第124話 暗闇に包まれた地下防空壕を抜けて

公開日時: 2024年7月10日(水) 10:55
更新日時: 2024年7月13日(土) 11:36
文字数:3,547


「また、外を目指さなければな」


 地下防空壕内から抜けようと、次の区画を目指す、ナタン。



 ガタガタッと、そんな彼の耳に、不穏な物音が聞こえてきた。



『…………またレジスタンス員の生き残りか? すぐ近くからだな? この距離で不意を突かれたら不味い…………かと言って倒す訳には? …………』


 ナタンが音が聞こえた右側の部屋を睨むと、そこから、ガサガサと言う妙な物音がした。

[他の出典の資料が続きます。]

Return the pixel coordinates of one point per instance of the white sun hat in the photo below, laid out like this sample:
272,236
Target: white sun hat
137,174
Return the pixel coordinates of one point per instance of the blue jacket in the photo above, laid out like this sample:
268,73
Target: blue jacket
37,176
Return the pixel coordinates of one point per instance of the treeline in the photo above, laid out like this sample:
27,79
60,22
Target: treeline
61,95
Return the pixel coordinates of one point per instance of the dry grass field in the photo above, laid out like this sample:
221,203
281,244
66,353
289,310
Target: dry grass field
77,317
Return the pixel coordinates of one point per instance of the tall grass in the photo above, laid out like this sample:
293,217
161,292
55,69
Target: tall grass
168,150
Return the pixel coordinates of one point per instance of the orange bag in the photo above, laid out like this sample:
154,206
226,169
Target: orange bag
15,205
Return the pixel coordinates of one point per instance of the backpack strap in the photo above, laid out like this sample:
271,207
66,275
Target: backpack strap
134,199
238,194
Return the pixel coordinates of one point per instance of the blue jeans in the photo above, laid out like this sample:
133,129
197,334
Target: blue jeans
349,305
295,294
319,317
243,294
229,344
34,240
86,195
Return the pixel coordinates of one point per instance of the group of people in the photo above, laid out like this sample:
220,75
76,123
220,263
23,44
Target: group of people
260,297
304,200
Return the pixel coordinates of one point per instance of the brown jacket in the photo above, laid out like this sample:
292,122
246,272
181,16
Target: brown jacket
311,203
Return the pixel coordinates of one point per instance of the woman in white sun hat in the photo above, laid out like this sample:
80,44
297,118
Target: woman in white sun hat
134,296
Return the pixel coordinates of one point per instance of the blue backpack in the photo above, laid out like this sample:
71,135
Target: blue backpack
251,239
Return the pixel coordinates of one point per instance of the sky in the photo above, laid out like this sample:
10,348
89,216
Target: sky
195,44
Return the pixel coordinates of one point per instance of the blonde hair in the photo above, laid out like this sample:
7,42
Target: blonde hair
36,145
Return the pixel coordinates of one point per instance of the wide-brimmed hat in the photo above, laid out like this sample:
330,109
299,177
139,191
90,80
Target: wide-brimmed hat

 自身を狙った罠か、それとも誰かが隠れて居るやも知れない。



 そう考えた、ナタンは直ぐに部屋へと近寄ると、MASー1935の銃口を向けた。


 照準に目を合わせた、彼が目にしたは、三名の死体だった。



 床に倒れた、無数の風穴が開いて、血だまりに頃がっている死体。


 コンクリート壁に凭れかかるように、座るような体勢で死んだ、爆傷を負った死体。


 体中、鋭利な刃物により、切り傷が刻まれた、かなり痛ましい死体。


 他には、部屋の右片隅にドラム缶が、二つ置いてあるだけだ。



「チュッ! チュチュッ!」


「は? ネズミ達だったのかよ、脅かすなっての」


 いきなり聞こえた、鳴き声に、ナタンは驚いてしまったが。


 だが、直ぐに声の主が、そこら中を走り回るネズミだったと分かると安堵した。



 そうして、彼は銃口を下げて部屋から出ようとする。



「あっ! ひっ!」


「ダメッ!」


 ナタンは、後ろで聞こえた物音に反応して、一気に振り替える。



 その奥に見えた者は、凭れていた死体を隠れ蓑にしていた、少女だった。


 さらに、ドラム缶の陰から飛び出してきた、少年であった。



「あ、あう、ん?」


「妹には手を出さないでっ!!」


『…………容姿が似ている? この子たちは双子か? …………』


 薄茶髪の兄と、同じ髪色をした、ロングヘアを揺らす妹。


 茶色い瞳の双子は、ナタンを前に体を振るわせる。



 そして、兄は妹を庇うようにして、彼の前に立ちはだかる。



「動くな? チッ! 来たか…………絶対に喋るなよ」


 ナタンは、二人を落ち着かせようとしたが、彼は遠くから何かが来るのを感じた。


 それは彼を含めた、三人に近づく、無数の軍靴《ぐんか》が立てる足音が響いてきたからだ。



「こっちから、ネズミどもが走って来たが?」


「だからって、誰か居るわけ無いだろが」


 野戦帽を被った、グールとバクテリエラー・ゾルダート達が調査しにきた。


 この二人組が喋りながら、ナタン達が隠れている部屋に近づいてくる。



「むぐっ! ング、むぐ」


「ふぐぅ~~」


「静かにしろ、俺はレジスタンスの一員だ」


 暴れようとする、少年と少女を即座に捕まえた、ナタンは、急ぎドラム缶の陰に隠れた。


 身を潜ませた、彼は二人の口を塞いで抱き寄せる。



 そうこうしている内に、帝国軍兵士たちは通り過ぎて行った。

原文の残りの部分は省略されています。